Will be building on a small rural property outside Canberra later in the year and most stumped on the best Hot Water system to got with. In an urban setting I prefer instantaneous gas because I hate wastage (I’m currently in a rental with a gas tank constantly heated and it makes me cringe). This will usually be just for one person, sometimes 2 (both very energy efficient and water wise). At the moment I’m leaning towards solar hot water (evac tube) with an LPG booster (the smallest I’ve seen is a 180L tank) but part of me is now wondering whether a heat pump (ie Bosch, Sanden Eco, Stiebel Eltron) might be better if I dump excess power into it (I will have solar PV just deciding whether to buy a transformer to connect to grid or go fully off grid with solar/wind).
Anyone have any recommendations as which would be the most efficient for one person low water user, in a rural setting outside Canberra (frosty but no snow)?
Anyone seen a Solar Hot Water heater (evac tube) with a tank smaller than 180L (suitable for 800m altitude)?

Hey @Svarky, do you have any insight into this one?

See our Solar Power Florida page:

The heat pump is definitely the most efficient option here… or heat pump combined with solar evacuated tube but this probably overkill as you stated you are very water wise.

As for going completely off-grid I would definitely keep the grid connection as it will enable you to feed-in excess solar and get some credits. More importantly the battery capacity required will be much smaller and more affordable. Off-grid systems require very large battery banks to allow for multiple days of autonomy (during bad weather events) and also a backup generator for those extreme prolonged winter storms.

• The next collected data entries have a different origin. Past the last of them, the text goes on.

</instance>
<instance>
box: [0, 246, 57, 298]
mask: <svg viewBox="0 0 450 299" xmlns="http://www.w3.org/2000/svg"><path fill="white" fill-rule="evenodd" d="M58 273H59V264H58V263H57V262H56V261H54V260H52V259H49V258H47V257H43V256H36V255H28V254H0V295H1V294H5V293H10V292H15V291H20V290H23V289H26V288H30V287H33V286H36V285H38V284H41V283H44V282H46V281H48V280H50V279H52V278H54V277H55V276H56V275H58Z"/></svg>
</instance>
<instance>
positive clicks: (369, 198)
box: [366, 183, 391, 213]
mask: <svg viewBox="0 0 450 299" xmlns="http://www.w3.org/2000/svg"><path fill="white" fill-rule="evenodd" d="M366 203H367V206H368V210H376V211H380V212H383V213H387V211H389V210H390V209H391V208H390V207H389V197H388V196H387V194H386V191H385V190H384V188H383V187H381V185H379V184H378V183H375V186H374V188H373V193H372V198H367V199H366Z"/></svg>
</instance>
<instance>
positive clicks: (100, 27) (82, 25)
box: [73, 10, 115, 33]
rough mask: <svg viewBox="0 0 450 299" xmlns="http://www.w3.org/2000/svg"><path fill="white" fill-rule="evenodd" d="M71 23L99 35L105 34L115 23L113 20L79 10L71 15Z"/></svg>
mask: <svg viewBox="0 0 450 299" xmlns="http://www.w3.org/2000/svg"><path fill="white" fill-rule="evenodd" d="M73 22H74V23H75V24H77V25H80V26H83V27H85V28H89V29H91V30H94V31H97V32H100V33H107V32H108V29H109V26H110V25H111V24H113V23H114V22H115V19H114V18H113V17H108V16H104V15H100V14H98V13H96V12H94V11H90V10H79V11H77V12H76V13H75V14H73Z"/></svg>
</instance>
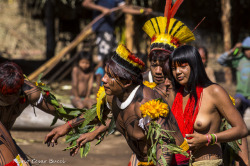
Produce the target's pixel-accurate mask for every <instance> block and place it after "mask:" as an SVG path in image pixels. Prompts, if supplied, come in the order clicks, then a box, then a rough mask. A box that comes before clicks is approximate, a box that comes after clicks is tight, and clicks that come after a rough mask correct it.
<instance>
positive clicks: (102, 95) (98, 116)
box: [96, 91, 106, 120]
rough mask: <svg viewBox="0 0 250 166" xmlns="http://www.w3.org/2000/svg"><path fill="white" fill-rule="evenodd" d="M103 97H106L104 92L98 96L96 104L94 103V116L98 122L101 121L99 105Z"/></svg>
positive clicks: (100, 109) (100, 102) (101, 103)
mask: <svg viewBox="0 0 250 166" xmlns="http://www.w3.org/2000/svg"><path fill="white" fill-rule="evenodd" d="M104 97H106V93H105V91H103V92H102V93H101V94H100V96H99V98H98V100H97V103H96V114H97V116H98V119H99V120H101V105H102V101H103V98H104Z"/></svg>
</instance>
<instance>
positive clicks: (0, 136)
mask: <svg viewBox="0 0 250 166" xmlns="http://www.w3.org/2000/svg"><path fill="white" fill-rule="evenodd" d="M0 165H5V166H26V165H29V163H28V161H24V160H23V159H22V157H21V156H20V155H19V152H18V147H17V146H16V144H15V143H14V141H13V139H12V138H11V136H10V134H9V132H8V131H7V130H6V128H5V127H4V126H3V124H2V123H1V122H0Z"/></svg>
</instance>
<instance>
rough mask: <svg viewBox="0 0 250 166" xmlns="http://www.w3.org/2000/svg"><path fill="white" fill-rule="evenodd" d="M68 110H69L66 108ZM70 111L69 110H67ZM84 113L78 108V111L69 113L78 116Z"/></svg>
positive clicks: (75, 115)
mask: <svg viewBox="0 0 250 166" xmlns="http://www.w3.org/2000/svg"><path fill="white" fill-rule="evenodd" d="M66 111H67V110H66ZM67 112H68V111H67ZM81 114H82V112H81V111H79V110H77V111H70V112H69V113H68V115H70V116H73V117H77V116H79V115H81Z"/></svg>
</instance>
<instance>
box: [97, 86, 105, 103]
mask: <svg viewBox="0 0 250 166" xmlns="http://www.w3.org/2000/svg"><path fill="white" fill-rule="evenodd" d="M103 92H105V89H104V86H100V88H99V90H98V92H97V94H96V102H98V99H99V97H100V95H101V94H102V93H103Z"/></svg>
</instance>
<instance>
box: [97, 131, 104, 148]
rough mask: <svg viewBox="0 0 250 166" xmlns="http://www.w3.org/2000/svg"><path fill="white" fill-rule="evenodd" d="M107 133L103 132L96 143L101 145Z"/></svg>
mask: <svg viewBox="0 0 250 166" xmlns="http://www.w3.org/2000/svg"><path fill="white" fill-rule="evenodd" d="M105 134H106V133H105V132H104V133H102V134H101V137H100V138H99V140H98V141H97V143H96V144H95V145H99V144H100V143H101V142H102V140H103V139H104V136H105Z"/></svg>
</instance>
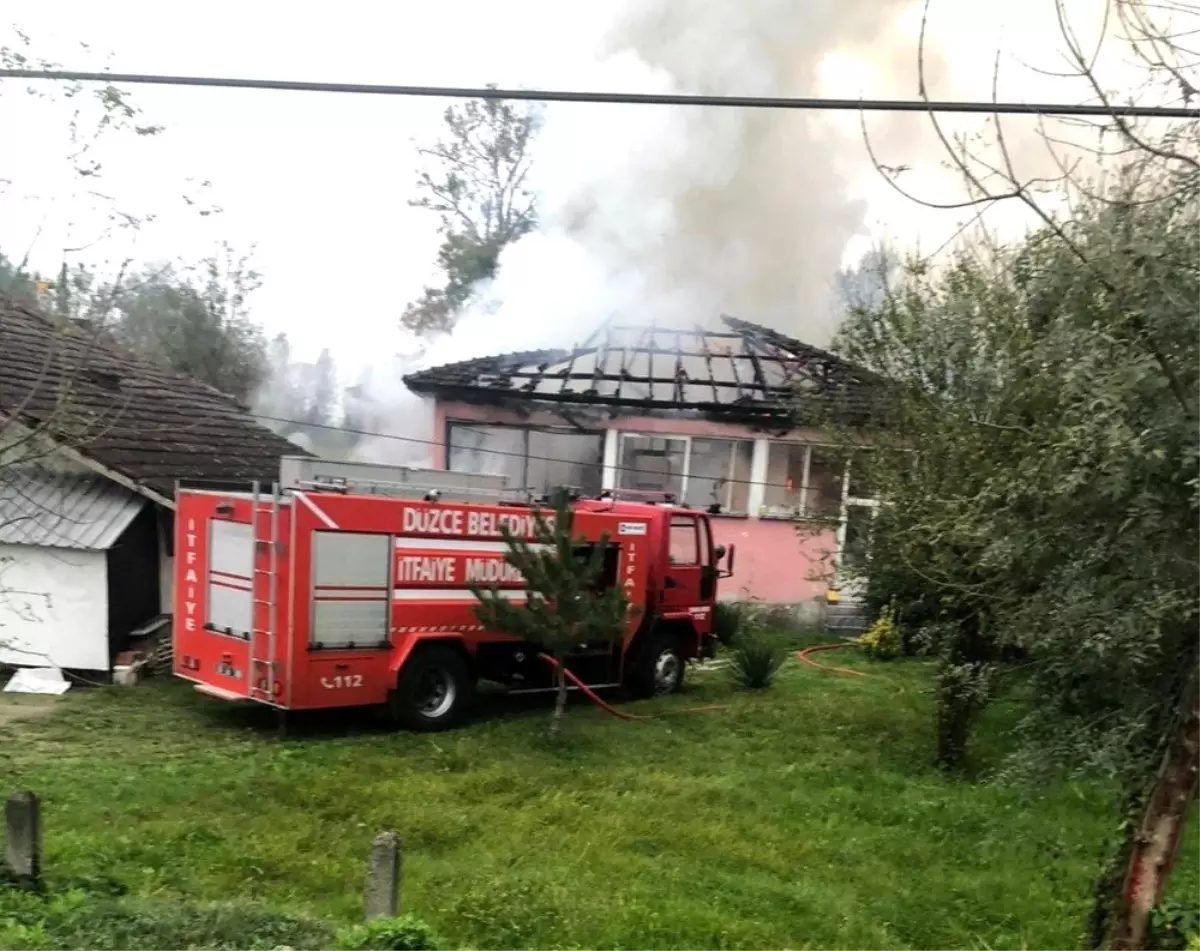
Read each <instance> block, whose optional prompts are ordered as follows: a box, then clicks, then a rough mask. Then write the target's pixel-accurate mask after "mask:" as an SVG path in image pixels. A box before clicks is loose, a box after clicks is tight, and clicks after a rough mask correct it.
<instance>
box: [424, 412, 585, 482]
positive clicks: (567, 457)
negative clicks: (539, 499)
mask: <svg viewBox="0 0 1200 951" xmlns="http://www.w3.org/2000/svg"><path fill="white" fill-rule="evenodd" d="M449 430H450V432H449V438H448V453H446V468H449V469H451V471H454V472H469V473H478V474H488V475H504V477H505V478H506V479H508V482H509V485H510V486H511V488H514V489H529V490H530V491H534V492H538V494H546V492H550V491H551V490H552V489H554V488H557V486H560V485H570V486H576V488H578V489H581V490H582V491H583V492H584V494H587V495H598V494H599V492H600V475H601V468H602V461H604V436H602V435H601V433H598V432H576V431H565V430H547V429H534V427H530V426H488V425H481V424H475V423H450V425H449Z"/></svg>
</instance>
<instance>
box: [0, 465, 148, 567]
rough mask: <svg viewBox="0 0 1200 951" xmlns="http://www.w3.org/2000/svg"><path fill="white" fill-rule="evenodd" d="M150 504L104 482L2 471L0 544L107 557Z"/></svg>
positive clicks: (0, 517)
mask: <svg viewBox="0 0 1200 951" xmlns="http://www.w3.org/2000/svg"><path fill="white" fill-rule="evenodd" d="M148 504H150V503H149V502H146V500H145V498H143V497H140V496H137V495H134V494H133V492H131V491H130V490H128V489H124V488H121V486H120V485H116V483H114V482H112V480H109V479H106V478H104V477H102V475H96V474H86V475H82V474H76V473H66V472H53V471H50V469H49V468H46V467H43V466H8V467H5V468H4V469H0V542H2V543H7V544H11V545H43V546H48V548H66V549H84V550H88V551H107V550H108V549H110V548H112V546H113V545H114V544H115V543H116V539H118V538H120V537H121V532H124V531H125V530H126V528H128V526H130V522H132V521H133V519H136V518H137V514H138V513H139V512H142V509H143V508H144V507H145V506H148Z"/></svg>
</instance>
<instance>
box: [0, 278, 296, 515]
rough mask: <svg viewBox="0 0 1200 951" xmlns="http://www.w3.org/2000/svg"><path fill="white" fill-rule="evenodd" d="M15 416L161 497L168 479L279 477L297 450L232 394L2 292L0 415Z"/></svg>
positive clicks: (0, 380)
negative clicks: (254, 420)
mask: <svg viewBox="0 0 1200 951" xmlns="http://www.w3.org/2000/svg"><path fill="white" fill-rule="evenodd" d="M5 418H8V419H16V421H18V423H20V424H23V425H24V426H26V427H31V429H34V430H35V431H37V432H41V433H44V435H47V436H49V437H50V438H52V439H53V441H54V442H55V443H56V444H59V445H64V447H66V448H68V449H72V450H74V451H76V453H78V454H79V455H80V456H83V457H85V459H88V460H90V461H91V462H94V463H98V465H100V466H101V467H103V468H104V469H107V471H109V472H110V473H115V474H116V475H119V477H124V479H126V480H127V482H128V483H130V485H132V486H134V488H137V489H138V490H139V491H142V492H143V494H145V495H149V496H150V497H152V498H156V500H157V501H160V502H170V501H172V500H173V497H174V491H175V490H174V486H175V480H176V479H190V480H202V482H221V483H242V482H252V480H256V479H257V480H263V482H275V480H276V479H278V471H280V456H283V455H296V454H302V451H304V450H301V449H299V448H296V447H295V445H293V444H292V443H289V442H288V441H287V439H284V438H282V437H281V436H277V435H275V433H274V432H271V431H270V430H269V429H266V427H265V426H262V425H259V424H258V423H257V421H254V419H253V418H252V417H251V415H250V413H248V411H247V409H246V407H244V406H241V405H240V403H239V402H238V401H236V400H234V399H233V397H232V396H228V395H226V394H223V393H221V391H220V390H217V389H214V388H212V387H210V385H208V384H205V383H202V382H199V381H197V379H193V378H191V377H187V376H184V375H182V373H176V372H173V371H170V370H164V369H162V367H160V366H157V365H154V364H151V363H148V361H145V360H142V359H138V358H136V357H133V355H131V354H128V353H126V352H125V351H122V349H121V348H120V347H119V346H116V343H115V342H114V341H112V340H110V339H109V337H108V336H107V335H106V334H104V331H103V330H102V329H101V328H98V327H96V325H94V324H89V323H86V322H65V323H59V322H53V321H50V319H48V318H47V317H44V316H43V315H41V313H38V312H36V311H34V310H31V309H29V307H26V306H24V305H22V304H18V303H14V301H12V300H10V299H7V298H0V424H2V421H4V419H5Z"/></svg>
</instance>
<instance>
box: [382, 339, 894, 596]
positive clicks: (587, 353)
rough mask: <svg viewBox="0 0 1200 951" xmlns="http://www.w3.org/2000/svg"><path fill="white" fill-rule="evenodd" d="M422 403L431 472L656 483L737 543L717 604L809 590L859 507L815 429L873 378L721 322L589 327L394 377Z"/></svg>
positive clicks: (859, 424) (852, 422) (853, 523)
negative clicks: (434, 449) (682, 324)
mask: <svg viewBox="0 0 1200 951" xmlns="http://www.w3.org/2000/svg"><path fill="white" fill-rule="evenodd" d="M404 382H406V384H407V385H408V388H409V389H410V390H413V391H415V393H419V394H422V395H425V396H427V397H432V400H433V402H434V432H436V438H434V441H436V443H437V449H436V453H434V465H436V466H444V467H445V468H449V469H455V471H461V472H474V473H488V474H502V475H505V477H508V479H509V483H510V484H511V485H514V486H526V488H529V489H532V490H535V491H546V490H550V489H551V488H553V486H556V485H575V486H578V488H581V489H582V490H583V491H586V492H599V491H600V490H602V489H617V490H620V489H624V490H634V491H652V492H653V491H662V492H671V494H673V495H674V496H676V498H678V500H679V501H680V502H682V503H683V504H686V506H692V507H697V508H704V509H708V510H710V512H713V513H715V514H719V516H720V518H718V519H715V520H714V525H715V527H716V532H715V540H716V542H718V543H721V544H726V545H728V544H731V543H733V544H737V551H738V555H737V564H736V574H734V576H733V579H732V580H731V581H730V582H726V585H725V586H724V596H725V597H728V598H738V599H743V598H755V599H760V600H762V602H767V603H773V604H796V605H803V604H811V603H814V602H821V600H823V599H824V596H826V592H827V590H828V586H829V584H830V581H832V578H833V575H832V568H833V566H834V564H838V563H846V562H847V560H850V558H852V557H854V556H856V552H858V551H860V550H862V543H863V540H864V539H865V534H866V530H868V527H869V525H870V520H871V516H872V514H874V507H875V503H874V501H872V500H871V498H870V496H869V492H868V491H866V489H865V488H864V486H862V485H859V484H858V480H857V479H856V475H854V472H853V471H851V468H850V467H847V466H846V465H845V463H844V461H842V456H844V454H842V453H840V451H835V450H834V448H833V447H832V445H830V439H829V436H828V426H829V424H830V423H835V424H838V425H840V426H857V425H863V424H865V423H866V421H868V418H869V413H870V394H871V391H872V385H874V383H875V378H874V377H872V375H870V373H869V372H868V371H865V370H863V369H860V367H856V366H853V365H852V364H848V363H846V361H845V360H842V359H840V358H839V357H836V355H834V354H832V353H828V352H826V351H822V349H818V348H816V347H811V346H809V345H806V343H803V342H800V341H798V340H794V339H792V337H788V336H785V335H782V334H779V333H776V331H774V330H769V329H767V328H764V327H760V325H757V324H754V323H749V322H746V321H740V319H736V318H733V317H725V318H724V329H722V330H720V331H710V330H704V329H698V328H696V329H674V328H662V327H622V325H612V324H610V325H605V327H602V328H601V329H600V330H598V331H596V333H595V334H593V336H592V337H590V339H588V340H587V341H586V342H584V343H582V345H581V346H578V347H577V348H575V349H541V351H528V352H522V353H506V354H500V355H496V357H485V358H480V359H473V360H464V361H461V363H454V364H448V365H444V366H436V367H431V369H427V370H422V371H420V372H415V373H410V375H408V376H406V377H404Z"/></svg>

This article will also help…

1 Like

I just had this same discussion with the Director of the Florida Solar Energy Center a few weeks back. In prior homes I had a thermal solar panel and loved it. Last system was installed in 2006. That house sold 6 months ago though with a working system. The Director also installed the same year. He told me he removed his now non-working system last year and replaced it w/ a heat pump and PV solar. He insists this is now a much better way to go.

This is how he explained it to me. It will cost about the same to install a heat pump and solar panels but this way whatever is not used to heat water for your house can be used for other electrical needs. He says that the heat pumps now are so efficient now that it makes more sense to do it this way. Having solar thermal alone limits you. Few seem to be a big fan of instant water heaters any longer because you are then using gas and it is expensive to get one that can handle creating hot water fast enough. We have gas now and are planning for how to do this since ours is rusting.

Hope this helps,


1 Like

Thanks for that Svarky. Partly because of your comment and some other things we’ve read we’re now looking at the smaller Sanden Eco HP as the likely option. I actually like the option of combining it with some evac tube panels but I think you’re right it would probably be overkill (same as I like the idea of combining it with a heat jack from the wood oven but distance rules it out I think and probably also overkill - I just like getting the most out of everything ;)).
Wrt to the grid connection there isn’t actually one there yet (though I have poles on my property at least). If we share the cost of transformer and pole with our new neighbour (also a new build) it would be about 21K for the grid connect which we are now leaning towards as a long term investment. That way we get some back in feed in, and I like the idea of excess we generate not being wasted and feeding the grid. Ideally I want a wind/solar off grid system but the cost is probably a little more than we can budget for right now.